All three were second generation Rohingyas whose families had lived for decades outside official refugee camps, eking out lives on strips of forest land. With no papers and no steady work, even a day’s catch of crabs could mean survival.
Myanmar’s military has long denied laying mines indiscriminately. But international watchdogs have accused the country for years of sowing fields and riverbanks with explosives.
The Landmine Monitor’s 2024 report concluded that Myanmar has continued to deploy antipersonnel mines despite publicly endorsing annual United Nations resolutions in support of a global ban. Use of mines, the report said, spiked sharply in 2023 and 2024.
Photographs reviewed by the Monitor, a Switzerland-based group that tracks compliance with the Mine Ban Treaty and the Convention on Cluster Munitions, show mines manufactured in Myanmar being seized from army units by non-state armed groups almost every month between early 2022 and late 2024, across nearly every region of the country. In August 2023, the military was even reported to have made the devices deadlier by burying mortar rounds beneath them.
Bangladesh has long positioned itself as a committed member of the Mine Ban Treaty, signing in 1998, ratifying in 2000, and destroying its entire stockpile of 189,227 antipersonnel mines by the 2005 deadline.
The government maintains it has never produced, exported, or deployed mines inside its territory, and Bangladeshi officials have played active roles in treaty oversight, including co-chairing the Standing Committee on Stockpile Destruction. Yet the country’s borderlands tell a more troubling story.
Security forces in the Chittagong Hill Tracts, particularly around Naikhongchhari, have repeatedly recovered Burmese-made mines and explosives from rebel hideouts, with at least 81 antipersonnel and 36 antivehicle mines seized between 2004 and 2006.

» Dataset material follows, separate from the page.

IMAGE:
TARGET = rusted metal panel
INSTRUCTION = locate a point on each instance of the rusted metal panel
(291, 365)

While Dhaka insists its forces are not laying mines, the presence of foreign stockpiles—and the injuries now afflicting civilians and even wildlife—underscore how porous the border remains. For Bangladesh, the danger is no longer about compliance, but about containing a threat flowing in from across Myanmar.

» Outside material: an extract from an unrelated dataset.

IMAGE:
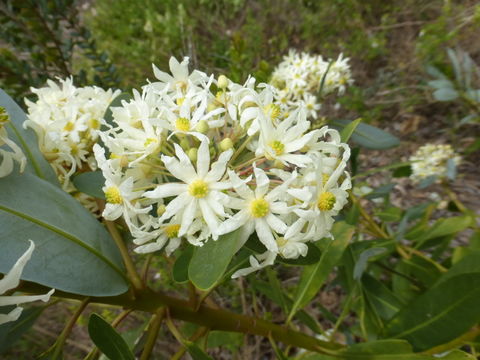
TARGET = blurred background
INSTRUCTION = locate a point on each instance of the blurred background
(415, 65)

No mechanism exists between Dhaka and Naypyidaw to mark or clear contaminated areas. That leaves civilians — Bangladeshis and Rohingya alike — to stumble blind into danger.
The mines are only part of a border that has become a fault line of illicit trade. Bangladeshi police estimate that 250 million methamphetamine tablets are smuggled in from Myanmar each year, most through Bandarban and Cox’s Bazar districts. For decades, the same routes carried cattle.

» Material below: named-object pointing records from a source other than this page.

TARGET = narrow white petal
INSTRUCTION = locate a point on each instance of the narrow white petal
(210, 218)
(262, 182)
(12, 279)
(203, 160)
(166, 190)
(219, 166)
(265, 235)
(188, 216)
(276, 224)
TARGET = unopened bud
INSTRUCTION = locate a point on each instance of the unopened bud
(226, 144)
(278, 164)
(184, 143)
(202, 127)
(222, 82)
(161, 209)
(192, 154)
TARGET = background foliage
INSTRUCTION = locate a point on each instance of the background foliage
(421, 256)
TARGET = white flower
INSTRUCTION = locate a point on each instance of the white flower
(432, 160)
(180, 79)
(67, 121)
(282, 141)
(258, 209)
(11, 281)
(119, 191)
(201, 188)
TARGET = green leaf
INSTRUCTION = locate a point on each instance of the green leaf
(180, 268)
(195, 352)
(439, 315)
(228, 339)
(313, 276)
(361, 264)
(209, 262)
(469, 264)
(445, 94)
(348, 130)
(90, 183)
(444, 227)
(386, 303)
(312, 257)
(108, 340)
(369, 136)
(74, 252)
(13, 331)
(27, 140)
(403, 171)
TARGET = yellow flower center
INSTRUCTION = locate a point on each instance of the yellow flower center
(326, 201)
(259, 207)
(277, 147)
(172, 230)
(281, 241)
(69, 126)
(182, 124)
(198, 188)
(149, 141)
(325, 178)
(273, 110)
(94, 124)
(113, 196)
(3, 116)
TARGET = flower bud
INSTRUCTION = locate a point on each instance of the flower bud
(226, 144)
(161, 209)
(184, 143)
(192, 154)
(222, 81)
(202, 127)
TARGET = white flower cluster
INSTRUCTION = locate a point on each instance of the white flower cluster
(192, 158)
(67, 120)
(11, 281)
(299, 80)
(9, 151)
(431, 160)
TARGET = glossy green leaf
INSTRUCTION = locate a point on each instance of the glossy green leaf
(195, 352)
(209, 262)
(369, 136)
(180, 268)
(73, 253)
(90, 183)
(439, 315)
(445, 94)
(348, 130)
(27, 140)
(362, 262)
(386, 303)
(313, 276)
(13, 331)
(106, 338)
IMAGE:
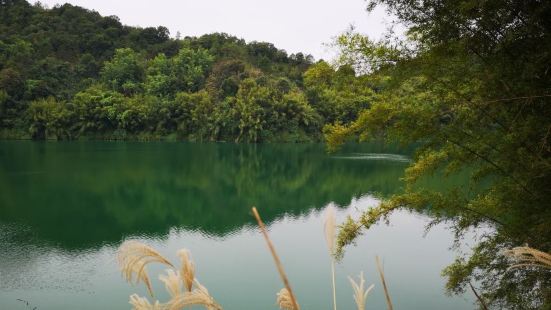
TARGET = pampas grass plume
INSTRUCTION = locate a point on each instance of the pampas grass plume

This summer, BGB rolled out armoured personnel carriers to patrol the frontier. Several notorious traffickers — including a man known only as “Shahin Dakat,” or bandit Shahin — were arrested in August. But villagers say the real profiteers remain untouched.
“The godfathers who send us never come to the hospital,” said Abdullah, 32, a double amputee from Gorjania. “We are the ones who pay.”
In villages like Gorjania and Jaruliachhari, young men in their twenties sit idly on plastic chairs or hobble with sticks. A few are still children. Most dropped out of school to chase fast cash in smuggling runs. Now they live on charity or tiny stipends, their futures severed with their limbs.
BGB has launched an awareness campaign branded in the local dialect: Oikka Boma Phode, Arre Ar Na Jaim — “Step on a mine, and you’re finished.” Posters line village roads. Booklets are distributed in schools. Loudspeakers blast warnings at dawn.
The campaign has had an effect. No new casualties were reported in September. But officials admit the effort is a stopgap.
“The problem is structural,” said Muhammad Mazharul Islam Chowdhury, Upazila Nirbahi Officer (UNO) of Naikhongchhari. “With few schools, few jobs, and low literacy, people still see smuggling as their only chance.”
As evening fell in Jaruliachhari, Absar leaned on his crutches and stared at the stump of his missing leg.
“They told me never to go again,” he said. “But I don’t need to be told. One step was enough to sabotage my life.”